The series originated in New Orleans about 12 years ago, when Carol Weiler, series director, was inspired to develop a way for women to bring the Holy Spirit into their daily lives. In 2011, after Weiler prayed about it with her husband, the series was adapted for men.

Once a small group is formed in a parish, participants are introduced to Ignatian prayer centered on the Christian virtues, practice the "The Spiritual Exercises of St. Ignatius," and concentrate on discernment and the gifts of the Holy Spirit. The three-part series lasts roughly a year. It includes daily individual prayer and two-hour weekly sessions with co-facilitators.

Because the series can be followed with a manual, "any average person in the pew who has a love for God can become a facilitator," said Dominican Father Marty Gleeson, series spiritual adviser.
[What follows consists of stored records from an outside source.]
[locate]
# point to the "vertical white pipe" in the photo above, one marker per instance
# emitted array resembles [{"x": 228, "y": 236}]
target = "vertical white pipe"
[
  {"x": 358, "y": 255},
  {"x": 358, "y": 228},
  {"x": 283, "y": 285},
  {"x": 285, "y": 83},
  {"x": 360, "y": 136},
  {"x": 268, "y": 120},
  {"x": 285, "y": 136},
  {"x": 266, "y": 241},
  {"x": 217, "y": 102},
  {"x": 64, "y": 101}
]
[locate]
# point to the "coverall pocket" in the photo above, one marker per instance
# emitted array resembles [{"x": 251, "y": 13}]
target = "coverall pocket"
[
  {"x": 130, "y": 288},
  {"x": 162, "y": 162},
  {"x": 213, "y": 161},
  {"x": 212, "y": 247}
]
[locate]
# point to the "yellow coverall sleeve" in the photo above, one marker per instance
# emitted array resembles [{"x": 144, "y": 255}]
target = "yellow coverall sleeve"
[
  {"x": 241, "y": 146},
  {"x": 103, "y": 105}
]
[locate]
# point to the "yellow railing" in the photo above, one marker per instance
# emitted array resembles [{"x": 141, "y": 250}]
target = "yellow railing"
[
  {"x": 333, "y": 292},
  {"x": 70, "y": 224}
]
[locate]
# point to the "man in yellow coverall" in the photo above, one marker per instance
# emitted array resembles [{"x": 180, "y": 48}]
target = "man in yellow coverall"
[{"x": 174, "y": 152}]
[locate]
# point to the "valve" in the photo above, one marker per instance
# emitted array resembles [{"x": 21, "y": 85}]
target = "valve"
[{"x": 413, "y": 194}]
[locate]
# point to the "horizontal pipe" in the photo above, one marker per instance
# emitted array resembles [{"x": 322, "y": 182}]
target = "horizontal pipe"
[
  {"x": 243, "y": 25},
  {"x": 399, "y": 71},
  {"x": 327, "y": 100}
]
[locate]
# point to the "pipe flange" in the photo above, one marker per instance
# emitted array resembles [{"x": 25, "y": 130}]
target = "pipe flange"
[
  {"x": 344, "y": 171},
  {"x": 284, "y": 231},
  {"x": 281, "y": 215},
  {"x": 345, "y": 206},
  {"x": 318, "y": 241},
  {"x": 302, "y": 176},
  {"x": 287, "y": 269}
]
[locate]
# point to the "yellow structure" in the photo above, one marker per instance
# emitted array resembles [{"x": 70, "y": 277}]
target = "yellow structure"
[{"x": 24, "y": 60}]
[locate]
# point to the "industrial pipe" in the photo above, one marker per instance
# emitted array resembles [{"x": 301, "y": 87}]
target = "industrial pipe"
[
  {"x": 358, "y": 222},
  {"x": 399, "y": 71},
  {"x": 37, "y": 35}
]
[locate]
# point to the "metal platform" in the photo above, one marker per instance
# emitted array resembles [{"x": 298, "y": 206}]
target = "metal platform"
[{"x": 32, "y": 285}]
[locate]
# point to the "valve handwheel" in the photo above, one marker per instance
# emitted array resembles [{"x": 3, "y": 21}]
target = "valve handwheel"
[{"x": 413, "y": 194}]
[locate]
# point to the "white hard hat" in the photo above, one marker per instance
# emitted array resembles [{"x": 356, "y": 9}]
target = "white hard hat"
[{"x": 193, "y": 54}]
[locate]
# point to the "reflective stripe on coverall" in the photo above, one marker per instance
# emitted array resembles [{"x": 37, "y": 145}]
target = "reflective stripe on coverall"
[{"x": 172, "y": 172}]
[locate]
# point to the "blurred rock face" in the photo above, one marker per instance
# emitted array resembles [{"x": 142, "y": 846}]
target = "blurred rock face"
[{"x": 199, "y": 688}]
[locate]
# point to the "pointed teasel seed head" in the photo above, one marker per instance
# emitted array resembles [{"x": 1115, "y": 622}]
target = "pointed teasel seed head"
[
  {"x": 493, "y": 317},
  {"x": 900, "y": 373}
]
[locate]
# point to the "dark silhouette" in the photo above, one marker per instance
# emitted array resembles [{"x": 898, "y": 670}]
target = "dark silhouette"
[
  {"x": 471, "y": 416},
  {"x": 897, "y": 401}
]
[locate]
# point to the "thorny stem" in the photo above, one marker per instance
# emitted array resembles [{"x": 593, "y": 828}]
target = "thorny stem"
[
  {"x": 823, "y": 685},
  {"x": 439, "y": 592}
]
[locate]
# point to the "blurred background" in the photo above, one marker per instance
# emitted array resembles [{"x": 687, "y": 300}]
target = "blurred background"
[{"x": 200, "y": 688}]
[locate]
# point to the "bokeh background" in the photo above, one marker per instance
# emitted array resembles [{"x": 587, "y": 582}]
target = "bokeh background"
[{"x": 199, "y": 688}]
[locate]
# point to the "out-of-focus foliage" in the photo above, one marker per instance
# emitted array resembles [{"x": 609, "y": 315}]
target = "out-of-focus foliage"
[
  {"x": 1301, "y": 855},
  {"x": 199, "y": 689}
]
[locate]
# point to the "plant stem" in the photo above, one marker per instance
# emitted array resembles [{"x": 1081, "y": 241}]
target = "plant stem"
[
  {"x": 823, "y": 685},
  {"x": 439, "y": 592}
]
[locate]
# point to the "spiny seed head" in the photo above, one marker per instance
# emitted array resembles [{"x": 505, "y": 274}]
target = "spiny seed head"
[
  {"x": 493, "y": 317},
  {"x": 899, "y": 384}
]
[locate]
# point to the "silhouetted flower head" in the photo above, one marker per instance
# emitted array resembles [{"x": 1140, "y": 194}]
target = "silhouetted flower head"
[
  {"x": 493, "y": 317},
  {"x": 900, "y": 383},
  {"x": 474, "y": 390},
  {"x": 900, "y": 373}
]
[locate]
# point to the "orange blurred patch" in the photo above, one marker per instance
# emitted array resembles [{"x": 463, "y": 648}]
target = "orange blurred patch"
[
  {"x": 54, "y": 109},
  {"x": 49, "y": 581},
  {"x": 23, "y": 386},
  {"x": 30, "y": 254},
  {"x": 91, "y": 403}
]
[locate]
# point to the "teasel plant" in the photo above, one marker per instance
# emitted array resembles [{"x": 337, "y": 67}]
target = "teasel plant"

The daily prayers help participants strip everything that is keeping them from being face to face with Christ, Weiler said. Participants can learn to know, love and serve God in the contemplative dimension of prayer.

For Lisa G. Flood, a small-group facilitator and parishioner of St. Peter Church in Covington, La., "Lord, Teach Me To Pray" is synonymous with a "deeply intimate relationship with Jesus."

"Every day, it made me slow down and commit a certain time to Him," said Flood, a Catholic radio and TV host. "And when I showed up, believe me, He showed up."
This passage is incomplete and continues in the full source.